Australia captain Aaron Finch admitted his team were outclassed as England booked their final date with New Zealand at Lord’s.
Finch won the toss and decided to bat at Edgbaston - and that was arguably the moment of the day for the five-time world champions.
His opening partnerships with David Warner have laid the foundation to Australia’s progress to the semi-finals of the ICC Men’s Cricket World Cup but this was a day to forget.
Between them they mustered just nine as the pace attack of man of the match Chris Woakes and Jofra Archer had them reeling at 14/3.
“Those first ten overs changed the game, the damage was done with the ball,” said Finch, who was rattled out for a duck by Archer's first delivery.
“You can try to analyse the game as much as you want but we were totally outplayed.
“Chris Woakes is a world-class bowler and Archer is just getting better and better the more international cricket he plays.
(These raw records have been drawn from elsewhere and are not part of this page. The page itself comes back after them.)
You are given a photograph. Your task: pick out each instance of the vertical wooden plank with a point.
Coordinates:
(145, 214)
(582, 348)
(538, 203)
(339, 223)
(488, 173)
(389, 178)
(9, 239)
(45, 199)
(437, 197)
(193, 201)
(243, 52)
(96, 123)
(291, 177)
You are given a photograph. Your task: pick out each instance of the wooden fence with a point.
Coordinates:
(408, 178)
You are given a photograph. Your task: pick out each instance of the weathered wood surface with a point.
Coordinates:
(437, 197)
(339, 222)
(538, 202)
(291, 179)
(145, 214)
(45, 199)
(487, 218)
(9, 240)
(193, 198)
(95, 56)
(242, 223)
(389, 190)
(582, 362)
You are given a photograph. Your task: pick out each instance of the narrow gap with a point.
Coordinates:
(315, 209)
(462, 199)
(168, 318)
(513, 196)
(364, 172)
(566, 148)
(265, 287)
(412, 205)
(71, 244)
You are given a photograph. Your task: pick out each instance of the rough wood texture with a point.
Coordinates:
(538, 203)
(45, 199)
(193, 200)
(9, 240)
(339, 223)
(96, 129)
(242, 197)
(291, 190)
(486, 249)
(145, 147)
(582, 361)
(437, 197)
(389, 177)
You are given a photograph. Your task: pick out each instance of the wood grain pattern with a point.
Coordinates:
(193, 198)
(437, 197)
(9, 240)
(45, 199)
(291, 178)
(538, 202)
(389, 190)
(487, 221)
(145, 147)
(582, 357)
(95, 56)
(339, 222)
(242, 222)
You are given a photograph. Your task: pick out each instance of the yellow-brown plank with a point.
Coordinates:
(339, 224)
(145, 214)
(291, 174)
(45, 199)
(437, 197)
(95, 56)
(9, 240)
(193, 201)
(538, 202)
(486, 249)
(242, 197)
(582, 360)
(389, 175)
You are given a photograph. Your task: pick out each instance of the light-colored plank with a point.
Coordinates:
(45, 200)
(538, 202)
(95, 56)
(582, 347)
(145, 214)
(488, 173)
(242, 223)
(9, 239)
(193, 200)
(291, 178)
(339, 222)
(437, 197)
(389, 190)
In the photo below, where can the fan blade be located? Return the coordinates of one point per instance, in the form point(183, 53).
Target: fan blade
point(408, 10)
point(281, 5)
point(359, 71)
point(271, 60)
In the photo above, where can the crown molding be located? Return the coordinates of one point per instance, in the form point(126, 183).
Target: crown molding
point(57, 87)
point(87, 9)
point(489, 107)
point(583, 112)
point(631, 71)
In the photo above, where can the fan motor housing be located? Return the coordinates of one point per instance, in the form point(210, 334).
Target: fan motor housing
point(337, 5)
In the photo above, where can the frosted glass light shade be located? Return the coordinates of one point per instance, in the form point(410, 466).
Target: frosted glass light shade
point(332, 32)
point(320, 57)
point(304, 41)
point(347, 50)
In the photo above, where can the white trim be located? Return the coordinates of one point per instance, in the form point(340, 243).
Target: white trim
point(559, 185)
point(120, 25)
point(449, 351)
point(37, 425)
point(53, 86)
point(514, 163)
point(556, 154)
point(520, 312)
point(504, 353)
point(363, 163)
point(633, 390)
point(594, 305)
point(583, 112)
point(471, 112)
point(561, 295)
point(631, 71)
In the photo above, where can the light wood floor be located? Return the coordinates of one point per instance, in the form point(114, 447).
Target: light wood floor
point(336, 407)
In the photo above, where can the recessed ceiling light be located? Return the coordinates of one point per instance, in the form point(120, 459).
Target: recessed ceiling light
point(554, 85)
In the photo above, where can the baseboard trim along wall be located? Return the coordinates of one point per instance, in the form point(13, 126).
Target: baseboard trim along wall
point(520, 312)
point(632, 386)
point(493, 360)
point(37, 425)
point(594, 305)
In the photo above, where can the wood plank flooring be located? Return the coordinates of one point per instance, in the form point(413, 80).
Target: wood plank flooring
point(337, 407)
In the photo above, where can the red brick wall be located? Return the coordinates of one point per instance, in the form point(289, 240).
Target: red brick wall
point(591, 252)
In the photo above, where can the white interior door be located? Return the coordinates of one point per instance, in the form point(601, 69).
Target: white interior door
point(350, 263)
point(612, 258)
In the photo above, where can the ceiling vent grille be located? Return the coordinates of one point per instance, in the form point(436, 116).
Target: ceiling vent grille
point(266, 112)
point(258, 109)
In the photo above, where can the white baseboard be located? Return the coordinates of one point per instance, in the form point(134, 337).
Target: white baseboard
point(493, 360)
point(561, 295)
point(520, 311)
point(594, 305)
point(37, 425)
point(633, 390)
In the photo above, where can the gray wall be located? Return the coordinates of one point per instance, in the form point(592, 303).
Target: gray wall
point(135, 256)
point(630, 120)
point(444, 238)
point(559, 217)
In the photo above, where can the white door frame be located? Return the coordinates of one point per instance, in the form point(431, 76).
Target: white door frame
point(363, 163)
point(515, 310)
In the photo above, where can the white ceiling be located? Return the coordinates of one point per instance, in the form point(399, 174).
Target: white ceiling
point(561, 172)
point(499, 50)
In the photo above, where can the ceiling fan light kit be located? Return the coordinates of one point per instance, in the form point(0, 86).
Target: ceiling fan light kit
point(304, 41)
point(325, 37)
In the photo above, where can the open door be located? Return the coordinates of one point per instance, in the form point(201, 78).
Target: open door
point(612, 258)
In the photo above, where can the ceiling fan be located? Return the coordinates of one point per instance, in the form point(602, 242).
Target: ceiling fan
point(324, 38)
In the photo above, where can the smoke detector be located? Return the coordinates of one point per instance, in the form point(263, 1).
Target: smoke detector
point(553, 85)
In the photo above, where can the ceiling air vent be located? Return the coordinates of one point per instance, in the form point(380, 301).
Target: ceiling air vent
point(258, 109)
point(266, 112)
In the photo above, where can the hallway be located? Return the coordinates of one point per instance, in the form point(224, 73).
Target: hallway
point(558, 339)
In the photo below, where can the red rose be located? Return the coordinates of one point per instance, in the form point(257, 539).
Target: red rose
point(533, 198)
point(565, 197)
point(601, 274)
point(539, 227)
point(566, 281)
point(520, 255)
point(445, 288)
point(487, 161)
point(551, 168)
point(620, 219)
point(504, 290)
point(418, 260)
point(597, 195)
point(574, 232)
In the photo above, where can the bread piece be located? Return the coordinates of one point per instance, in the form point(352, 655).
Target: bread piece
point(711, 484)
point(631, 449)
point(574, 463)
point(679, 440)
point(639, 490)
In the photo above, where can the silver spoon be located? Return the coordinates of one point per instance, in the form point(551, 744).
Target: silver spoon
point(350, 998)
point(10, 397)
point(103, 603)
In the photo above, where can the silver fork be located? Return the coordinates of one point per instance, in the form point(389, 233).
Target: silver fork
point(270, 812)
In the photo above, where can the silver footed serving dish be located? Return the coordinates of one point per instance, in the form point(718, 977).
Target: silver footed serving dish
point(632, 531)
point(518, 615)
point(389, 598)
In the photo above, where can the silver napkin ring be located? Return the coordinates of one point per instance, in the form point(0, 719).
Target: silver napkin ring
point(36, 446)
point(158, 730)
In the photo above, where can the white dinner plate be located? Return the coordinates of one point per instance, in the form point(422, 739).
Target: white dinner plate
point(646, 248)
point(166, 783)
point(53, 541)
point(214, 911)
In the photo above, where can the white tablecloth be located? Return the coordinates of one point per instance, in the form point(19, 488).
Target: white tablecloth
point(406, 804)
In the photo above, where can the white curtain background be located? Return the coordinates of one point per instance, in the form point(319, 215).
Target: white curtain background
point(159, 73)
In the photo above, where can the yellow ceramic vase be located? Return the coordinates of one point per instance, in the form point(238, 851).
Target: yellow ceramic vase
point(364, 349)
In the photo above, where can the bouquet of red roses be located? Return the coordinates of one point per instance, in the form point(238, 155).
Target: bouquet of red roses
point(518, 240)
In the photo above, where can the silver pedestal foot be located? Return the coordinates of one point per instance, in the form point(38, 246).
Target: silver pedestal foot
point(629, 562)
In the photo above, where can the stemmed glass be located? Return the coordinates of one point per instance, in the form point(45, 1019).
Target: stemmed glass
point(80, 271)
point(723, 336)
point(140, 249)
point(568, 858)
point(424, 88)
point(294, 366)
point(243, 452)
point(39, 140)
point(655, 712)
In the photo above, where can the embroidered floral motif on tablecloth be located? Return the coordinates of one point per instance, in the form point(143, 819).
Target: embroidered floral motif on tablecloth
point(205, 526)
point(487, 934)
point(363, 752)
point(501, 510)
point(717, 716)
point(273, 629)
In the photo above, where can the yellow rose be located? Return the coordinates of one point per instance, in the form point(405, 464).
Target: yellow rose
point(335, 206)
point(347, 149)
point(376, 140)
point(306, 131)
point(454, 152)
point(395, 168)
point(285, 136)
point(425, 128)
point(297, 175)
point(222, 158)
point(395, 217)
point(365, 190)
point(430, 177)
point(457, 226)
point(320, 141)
It was tough conditions and they just bowled really well.
“I think we’ve made lots of progress as a team in the last 12 months and I’m proud of how far they’ve come. However, we came here to win and I’m just disappointed with how it ended, putting up probably our worst performance of the entire tournament in the semi-final.
“We came in with lots of confidence, we felt our preparation and momentum was really good.”
Finch paid credit to the fourth-wicket partnership of Steve Smith and Alex Carey for at least giving his bowlers a target to work with, as Australia managed to score 223 from 49 overs.
But he admitted it was hard to be competitive when England openers Jason Roy and Jonny Bairstow started their chase in a blaze of boundaries.
“Steve and Alex dragged us back into the game but we knew they’d come out aggressive with the bat and they just got on top of us straight away,” he added. “When Jason is playing like that he can be so damaging to the opposition.”
Australia’s attentions will now turn to the forthcoming Ashes, with a match between their possibles and probables the next focus before the Test team is finalised, ahead of the series opener back here in Birmingham.
And Finch admits Sunday’s final - which will see a new team engraved on the trophy - is difficult to call, while also looking ahead to 2023.
“It’ll be a hell of a game between two teams that love to fight and scrap,” he added. “New Zealand are never out of the contention and England play a high-energy and high-risk game.
“After you finish a World Cup you’ve always got one eye on the next one. We’ll sit down and start planning and talking and thinking about how we can improve in the next four years to go two steps further.
“There are always areas to identify where you need some work done. We’ll get on the same page and pull in the same direction.”